Furthermore, there is so far no evidence of any successful biomass stove projects which have reduced pollution levels to within the World Health Organisation’s guidelines for indoor air quality.

Clearly, the ideal outcome would be for all women to have access to clean cooking, using low-carbon renewable electricity, biogas or solar stoves.

Sadly, this is not a likely scenario in the foreseeable future. Communities affected by energy poverty, especially in rural areas in the Global South, will continue to rely on whichever measures help them to reduce the harm from biomass burning. There will continue to be a need for organisations working with such communities to help identify ways of reducing indoor air pollution from biomass, e.g. by helping to install stoves with chimneys, or by providing stoves that allow more of the cooking to take place outdoors.

However, the inclusion of biomass cookstoves into climate finance is highly problematic for three reasons:

a) Although fuelwood demand for cooking contributes to forest degradation in several regions, claiming potential greenhouse gas savings from reduced biomass use in the Global South is unjust and illogical when, at the same time, the EU and other countries in the Global North are allowed to (misleadingly) claim greenhouse gas reductions from burning more wood for heat and electricity.

b) The purpose of climate finance is to mobilise significant additional funding for implementing solutions that reduce greenhouse gas emissions and help vulnerable communities adapt to the already unavoidable level of climate change. Improved biomass cookstoves do not represent such a solution. The very best projects may to some extent reduce the harm caused by indoor air pollution as well as the amount of wood burned. Climate finance should go towards genuine solutions even if they are more expensive, i.e. solar stoves, renewable electricity or biogas made from local waste and residues.

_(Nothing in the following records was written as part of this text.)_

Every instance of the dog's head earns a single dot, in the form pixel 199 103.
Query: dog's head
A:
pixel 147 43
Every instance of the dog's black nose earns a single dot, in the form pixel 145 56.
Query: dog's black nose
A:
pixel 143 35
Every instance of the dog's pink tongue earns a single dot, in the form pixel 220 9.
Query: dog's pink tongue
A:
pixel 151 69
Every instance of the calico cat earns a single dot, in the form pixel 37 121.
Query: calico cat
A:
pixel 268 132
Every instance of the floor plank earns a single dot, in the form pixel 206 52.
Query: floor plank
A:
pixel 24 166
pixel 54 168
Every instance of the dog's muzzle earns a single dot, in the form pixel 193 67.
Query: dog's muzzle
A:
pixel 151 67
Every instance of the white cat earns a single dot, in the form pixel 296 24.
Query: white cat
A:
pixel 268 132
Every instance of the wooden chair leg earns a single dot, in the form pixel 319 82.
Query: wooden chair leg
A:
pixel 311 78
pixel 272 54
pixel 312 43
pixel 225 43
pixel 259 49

c) As shown below, claims about fuel-use savings from improved biomass stoves are based on laboratory tests under idealised conditions. Studies invariably show that one cannot extrapolate from laboratory tests to the real-world use of stoves.Stoves that are clean and efficient in a laboratory may be much less so, if at all when used to cook meals. Furthermore, households very commonly use new stoves in addition to their traditional ones, rather than as replacements.

d) Arguably the most serious impacts of biomass stoves are those on the health of women and children. Climate finance projects may class reduced indoor air pollution as a secondary benefit, but they are not designed as public health measures.

This report looks at the evidence regarding the public health impacts of improved biomass stoves, at the controversial accounting for greenhouse gas savings from such stoves and, finally, at three climate finance projects involving the large-scale dissemination of stoves. A closer look at the three projects shows that they favour the dissemination of large quantities of stoves with little or no quality control.